The activist investor, which has built a stake of roughly 2% in KBR, has reportedly written to the company’s board suggesting that a sale process could deliver greater value than the firm’s current strategic plan, including its ongoing restructuring efforts.
According to the letter cited in reports, Engine Capital founder and portfolio manager Arnaud Ajdler argued that KBR’s planned corporate separation introduces unnecessary complexity and execution risk. Instead, he advocated for a full-company transaction, suggesting potential buyers could include both private equity firms and strategic acquirers.
The activist estimates that KBR could fetch between $48 and $55 per share in a sale, well above recent trading levels. The company’s shares closed at $36.02, valuing the business at approximately $4.6bn, and are down more than 10% so far this year.

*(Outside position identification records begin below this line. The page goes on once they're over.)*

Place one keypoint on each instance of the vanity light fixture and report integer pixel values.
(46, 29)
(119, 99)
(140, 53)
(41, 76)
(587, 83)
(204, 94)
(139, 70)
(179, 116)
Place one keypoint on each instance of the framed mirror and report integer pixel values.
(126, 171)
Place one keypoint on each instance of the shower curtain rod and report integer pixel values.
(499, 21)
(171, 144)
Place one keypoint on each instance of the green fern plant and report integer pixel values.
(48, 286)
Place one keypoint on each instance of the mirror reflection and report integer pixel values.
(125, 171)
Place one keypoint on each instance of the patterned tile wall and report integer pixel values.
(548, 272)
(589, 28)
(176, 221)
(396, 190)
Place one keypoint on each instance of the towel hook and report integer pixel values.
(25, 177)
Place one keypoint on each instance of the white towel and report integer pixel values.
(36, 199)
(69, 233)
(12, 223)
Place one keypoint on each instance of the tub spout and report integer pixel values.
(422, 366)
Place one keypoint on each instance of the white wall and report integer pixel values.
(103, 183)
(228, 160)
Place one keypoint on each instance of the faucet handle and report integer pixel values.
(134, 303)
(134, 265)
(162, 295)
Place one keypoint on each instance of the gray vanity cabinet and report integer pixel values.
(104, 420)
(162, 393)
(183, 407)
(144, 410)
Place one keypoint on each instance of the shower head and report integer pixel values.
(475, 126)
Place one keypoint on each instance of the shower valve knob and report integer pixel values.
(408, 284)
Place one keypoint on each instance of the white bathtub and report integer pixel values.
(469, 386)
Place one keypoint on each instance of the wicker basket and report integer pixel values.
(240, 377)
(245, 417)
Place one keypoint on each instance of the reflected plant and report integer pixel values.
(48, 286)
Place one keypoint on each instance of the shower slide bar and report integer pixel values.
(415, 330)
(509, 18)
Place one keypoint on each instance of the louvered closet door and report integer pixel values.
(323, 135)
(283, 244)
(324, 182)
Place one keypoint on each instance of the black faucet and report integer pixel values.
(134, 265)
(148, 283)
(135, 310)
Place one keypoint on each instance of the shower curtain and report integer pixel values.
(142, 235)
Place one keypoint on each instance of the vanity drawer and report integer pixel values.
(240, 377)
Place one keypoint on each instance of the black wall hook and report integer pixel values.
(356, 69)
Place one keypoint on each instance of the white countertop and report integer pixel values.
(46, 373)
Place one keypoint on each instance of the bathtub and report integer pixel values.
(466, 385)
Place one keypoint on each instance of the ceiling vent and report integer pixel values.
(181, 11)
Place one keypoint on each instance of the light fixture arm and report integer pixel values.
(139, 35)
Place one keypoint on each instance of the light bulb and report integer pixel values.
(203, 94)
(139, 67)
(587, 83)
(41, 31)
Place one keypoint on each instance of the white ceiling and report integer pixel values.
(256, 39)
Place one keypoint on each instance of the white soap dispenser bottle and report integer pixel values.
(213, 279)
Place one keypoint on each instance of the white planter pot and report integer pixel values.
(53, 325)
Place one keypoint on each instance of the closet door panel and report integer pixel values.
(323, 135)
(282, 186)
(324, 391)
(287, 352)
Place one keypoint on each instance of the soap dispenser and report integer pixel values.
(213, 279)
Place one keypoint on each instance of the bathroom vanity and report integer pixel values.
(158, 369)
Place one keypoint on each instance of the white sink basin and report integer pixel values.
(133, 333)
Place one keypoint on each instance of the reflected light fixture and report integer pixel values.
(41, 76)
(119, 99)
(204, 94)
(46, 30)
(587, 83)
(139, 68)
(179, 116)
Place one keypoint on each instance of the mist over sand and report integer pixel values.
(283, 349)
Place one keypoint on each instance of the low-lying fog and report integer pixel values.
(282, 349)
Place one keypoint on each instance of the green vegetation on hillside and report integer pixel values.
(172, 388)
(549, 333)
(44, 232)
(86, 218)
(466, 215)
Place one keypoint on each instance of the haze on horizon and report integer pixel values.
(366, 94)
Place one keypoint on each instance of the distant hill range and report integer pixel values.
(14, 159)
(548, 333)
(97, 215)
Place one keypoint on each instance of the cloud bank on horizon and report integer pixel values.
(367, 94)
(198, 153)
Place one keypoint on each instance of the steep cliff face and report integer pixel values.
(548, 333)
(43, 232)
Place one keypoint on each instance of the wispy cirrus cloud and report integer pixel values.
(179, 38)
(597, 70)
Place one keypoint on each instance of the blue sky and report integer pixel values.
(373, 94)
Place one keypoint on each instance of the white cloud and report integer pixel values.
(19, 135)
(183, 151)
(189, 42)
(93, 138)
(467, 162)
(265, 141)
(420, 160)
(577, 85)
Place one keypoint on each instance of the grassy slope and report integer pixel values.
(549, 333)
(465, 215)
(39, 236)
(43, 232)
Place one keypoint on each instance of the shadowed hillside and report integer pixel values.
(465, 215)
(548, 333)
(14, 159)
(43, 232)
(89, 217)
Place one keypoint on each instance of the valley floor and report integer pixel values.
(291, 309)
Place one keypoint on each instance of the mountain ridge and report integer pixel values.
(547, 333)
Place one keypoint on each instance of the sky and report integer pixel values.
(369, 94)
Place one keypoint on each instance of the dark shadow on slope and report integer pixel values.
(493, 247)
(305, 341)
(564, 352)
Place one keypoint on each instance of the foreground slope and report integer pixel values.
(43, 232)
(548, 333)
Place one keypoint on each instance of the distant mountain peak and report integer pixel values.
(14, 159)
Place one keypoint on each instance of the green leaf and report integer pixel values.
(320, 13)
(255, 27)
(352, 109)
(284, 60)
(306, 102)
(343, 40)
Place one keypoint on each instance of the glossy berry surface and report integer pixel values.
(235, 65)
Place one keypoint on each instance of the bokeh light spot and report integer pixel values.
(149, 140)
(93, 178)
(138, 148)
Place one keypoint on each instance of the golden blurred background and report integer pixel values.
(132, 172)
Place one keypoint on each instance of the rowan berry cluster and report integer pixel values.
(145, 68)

KBR has already been working through a major portfolio reshaping. The company is in the process of separating its Mission Technology Solutions unit, which provides services to military and government clients. That spin-off is expected to be completed in 2026.
Following the separation, KBR plans to focus on its KBR Sustainable Technology Solutions business, which targets energy transition and emissions reduction projects.

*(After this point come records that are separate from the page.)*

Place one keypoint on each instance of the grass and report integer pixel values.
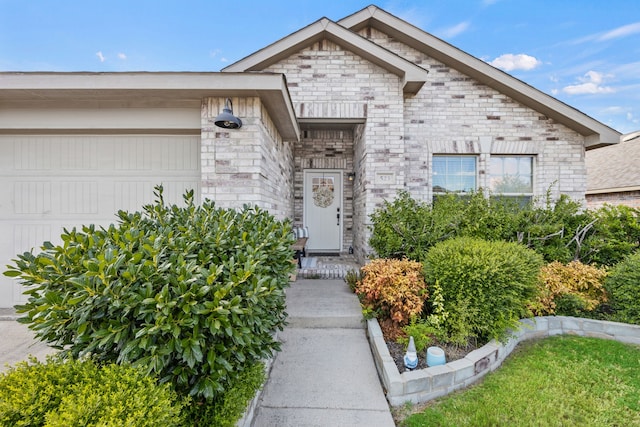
(558, 381)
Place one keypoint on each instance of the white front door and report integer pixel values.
(323, 209)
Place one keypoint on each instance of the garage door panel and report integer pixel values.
(48, 183)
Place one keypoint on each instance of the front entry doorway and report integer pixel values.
(323, 210)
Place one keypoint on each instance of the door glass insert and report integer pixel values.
(323, 189)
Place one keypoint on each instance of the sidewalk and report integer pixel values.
(324, 375)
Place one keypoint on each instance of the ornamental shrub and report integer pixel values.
(191, 294)
(493, 280)
(623, 287)
(61, 393)
(570, 289)
(392, 289)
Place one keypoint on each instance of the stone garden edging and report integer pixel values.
(426, 384)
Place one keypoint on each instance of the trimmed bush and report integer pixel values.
(485, 286)
(392, 289)
(570, 290)
(623, 287)
(228, 408)
(80, 393)
(191, 294)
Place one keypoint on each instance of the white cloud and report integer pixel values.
(591, 83)
(510, 62)
(455, 30)
(625, 30)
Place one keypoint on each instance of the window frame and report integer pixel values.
(521, 195)
(463, 192)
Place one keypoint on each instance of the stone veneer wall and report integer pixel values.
(454, 114)
(327, 82)
(427, 384)
(247, 165)
(627, 198)
(326, 149)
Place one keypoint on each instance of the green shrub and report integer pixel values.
(80, 393)
(407, 228)
(421, 331)
(192, 294)
(495, 281)
(559, 230)
(227, 409)
(616, 234)
(623, 287)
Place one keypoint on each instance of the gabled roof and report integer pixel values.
(596, 133)
(413, 76)
(615, 168)
(344, 33)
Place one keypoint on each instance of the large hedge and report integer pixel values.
(485, 286)
(191, 294)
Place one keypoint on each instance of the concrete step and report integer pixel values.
(323, 304)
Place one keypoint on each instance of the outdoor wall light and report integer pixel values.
(226, 119)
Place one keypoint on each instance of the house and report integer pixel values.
(336, 118)
(613, 173)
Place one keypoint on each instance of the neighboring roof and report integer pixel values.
(615, 168)
(145, 89)
(413, 76)
(344, 33)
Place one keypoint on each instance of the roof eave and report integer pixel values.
(47, 89)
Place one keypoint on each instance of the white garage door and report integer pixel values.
(51, 182)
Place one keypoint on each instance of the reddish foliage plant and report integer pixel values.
(392, 289)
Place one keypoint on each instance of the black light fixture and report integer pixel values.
(226, 119)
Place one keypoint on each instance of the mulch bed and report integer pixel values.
(397, 351)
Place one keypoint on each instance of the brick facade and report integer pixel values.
(251, 165)
(393, 147)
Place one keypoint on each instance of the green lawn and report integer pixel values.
(558, 381)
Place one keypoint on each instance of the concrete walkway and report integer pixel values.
(324, 375)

Engine Capital, however, has warned that breaking up the company could reduce clarity for investors and add tax and operational complexity, potentially eroding shareholder value rather than enhancing it.
Ajdler argued that a full acquisition would instead provide an immediate and cleaner path to value realisation, while removing execution risks and ongoing restructuring costs.
KBR has been a recurring target for activist investors in recent years. In 2024, Irenic Capital Management also built a stake in the company and pushed for similar strategic changes, including business separation initiatives.
The latest intervention adds to growing shareholder pressure on the Houston-based contractor, which operates across government services and energy-related engineering markets.